Senin, 25 Mei 2020
Dari Gorontalo untuk Indonesia



Pemain-Wasit Tertangkap Narkoba, PSSI Buka Pintu ke BNN

Oleh Tirta Gufrianto , dalam Sepakbola , pada Selasa, 19 Mei 2020 Tag: , , ,
  PENGGEREBEKAN: Petugas BNNP Jatim menunjukkan barang bukti dan tersangka dalam kasus sabu-sabu di Surabaya kemarin (18/5). (DIMAS MAULANA/JAWA POS)


Hargo.co.id, SIDOARJO – PSSI mempersilakan jika BNN ingin memeriksa semua elemen persepakbolaan nasional. Itu menyusul penangkapan pemain dan wasit dalam kasus sabu-sabu (SS) di Sidoarjo, Jawa Timur, kemarin (18/5).
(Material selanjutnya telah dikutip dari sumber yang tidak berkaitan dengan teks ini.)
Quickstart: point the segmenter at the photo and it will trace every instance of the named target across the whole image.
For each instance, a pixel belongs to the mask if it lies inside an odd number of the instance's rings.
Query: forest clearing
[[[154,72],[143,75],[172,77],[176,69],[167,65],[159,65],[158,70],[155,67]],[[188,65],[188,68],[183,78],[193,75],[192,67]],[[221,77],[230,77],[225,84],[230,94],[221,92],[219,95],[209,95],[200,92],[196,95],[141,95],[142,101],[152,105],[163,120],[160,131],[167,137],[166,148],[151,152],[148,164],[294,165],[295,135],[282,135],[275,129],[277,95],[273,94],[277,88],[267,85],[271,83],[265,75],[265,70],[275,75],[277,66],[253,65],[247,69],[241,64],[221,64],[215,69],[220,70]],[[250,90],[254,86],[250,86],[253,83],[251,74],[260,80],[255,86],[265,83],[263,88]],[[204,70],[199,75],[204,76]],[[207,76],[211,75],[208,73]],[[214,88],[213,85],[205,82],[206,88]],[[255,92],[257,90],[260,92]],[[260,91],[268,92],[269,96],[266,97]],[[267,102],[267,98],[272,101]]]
”Saya pribadi setuju. Pemain sepak bola kalau pakai narkoba bagaimana staminanya, ya? Pasti payah dan merugikan diri sendiri. Untuk kebaikan bersama, kami pasti membuka diri, segera saya laporkan ke ketua umum PSSI,” papar Plt Sekjen PSSI Yunus Nusi, Sebagaimana dilansir Jawapos.com

Empat pengedar SS dibekuk petugas BNNP Jatim saat bertransaksi di salah satu hotel di Sedati, Sidoarjo. Keempat tersangka itu M. Choirun Nasirin, Eko Susan Indarto, Novin Ardian, dan Dedi A. Manik. Mereka ditangkap bersama barang bukti 5 kilogram SS.

Kepala BNNP Jatim Brigjen Pol Bambang Priyambadha menyatakan, pengungkapan peredaran narkoba itu bermula dari penggerebekan di Hotel S di Sedati pada Minggu (17/5). Petugas BNNP mendapat informasi bahwa Novin dan Manik berangkat dari Semarang menuju Surabaya dengan membawa 5 kilogram SS.
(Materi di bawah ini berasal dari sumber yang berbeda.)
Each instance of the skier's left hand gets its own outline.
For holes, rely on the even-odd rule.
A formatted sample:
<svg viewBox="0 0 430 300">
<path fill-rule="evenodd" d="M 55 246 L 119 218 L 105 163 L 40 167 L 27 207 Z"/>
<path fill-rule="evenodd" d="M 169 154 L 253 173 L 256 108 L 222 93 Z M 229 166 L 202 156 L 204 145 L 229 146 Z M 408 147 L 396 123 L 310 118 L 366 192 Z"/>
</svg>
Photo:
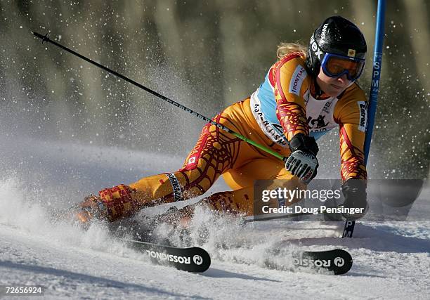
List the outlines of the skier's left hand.
<svg viewBox="0 0 430 300">
<path fill-rule="evenodd" d="M 285 169 L 309 183 L 316 176 L 319 165 L 316 158 L 319 148 L 315 138 L 297 133 L 289 141 L 289 150 L 292 153 L 285 161 Z"/>
</svg>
BACA  Polres Pohuwato Bekuk Tiga Orang Terduga Pelaku Penyalahguna Narkoba

Keduanya menginap di hotel tersebut. Selanjutnya, Nasirin dan Eko datang ke hotel untuk mengambil SS tersebut. ”Kemudian, dilakukan penangkapan oleh tim dari BNNP Jatim. Saat digeledah, ditemukan sabu-sabu seberat lima kilogram di dalam tas,” terang Bambang di kantor BNNP Jatim, Surabaya, kemarin.

Para tersangka berlatar belakang pemain dan wasit sepak bola nasional. Nasirin, misalnya, kini tercatat sebagai kiper klub Liga 2 PS Hizbul Wathan (PSHW).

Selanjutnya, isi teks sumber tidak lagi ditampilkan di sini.